Even though this year’s is not a major election, any election gives us the opportunity to stop and think about some of the major issues being discussed. As we prepare for next year’s election – which will, no doubt be major – there are some topics that have been and continue to be subjects of great interest (and even controversial).
For example, the subject of immigration and refugees seems to appear everywhere. I’ve read more than once that opposition to immigrants has long been the norm in the United States. While I’m aware that such sentiments have existed, I’m reluctant to believe that other sentiments weren’t equally (or more) prominent.

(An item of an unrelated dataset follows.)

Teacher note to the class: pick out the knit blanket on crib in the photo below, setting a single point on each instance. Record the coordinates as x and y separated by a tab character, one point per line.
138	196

The other day, I was poking through the online archives of The New Yorker (a benefit for subscribers) and I happened upon the following in the August 27, 1932 issue (though it refers to an earlier time). It certainly shows that, as is the case now, the “anti” position wasn’t the only point of view:
This week we turn this department over to Mr. Louis Gaylord Clark, who did the Talk of the Town Department long before we were born. The titles, the quotation marks, the italics, and every word are his. Mr. Clark – ‘old Knick’ – was editor of the Knickerbocker Magazine between 1834 and 1859. The Knickerbocker Magazine was founded in 1833 and published at 139 Nassau Street. We are sorry it is gone. –THE NEW YORKERS
This ‘wooden country’ of ours is really beginning to be thought something of ‘on the other side!’ As the English cockney said of Niagara Falls, ‘It is very clever: very!’ AMERICA! – Let us think how many at this moment are ‘on the seas’ approaching our shores! Every hour on the coasts of the old world representatives from the different nations of the earth are departing for this republic; every hour some vessel crowded with exiles from tempestuous kingdoms and principalities is nearing our shores, or, while the ‘shouting seaman climbs and furls the sail’ in our harbor, is landing its human freight upon our piers. Come along, future ‘fellow-citizens!’ We have thousands of square miles where the epidermis of the earth has never been scratched. There is room enough and there is work enough for all: nor on this side of the ‘big brook’ shall any of you ‘come nigh to perish with hunger.’ What a proud thing it will be deemed, by-and-by, to be able to say, ‘I am an American citizen!’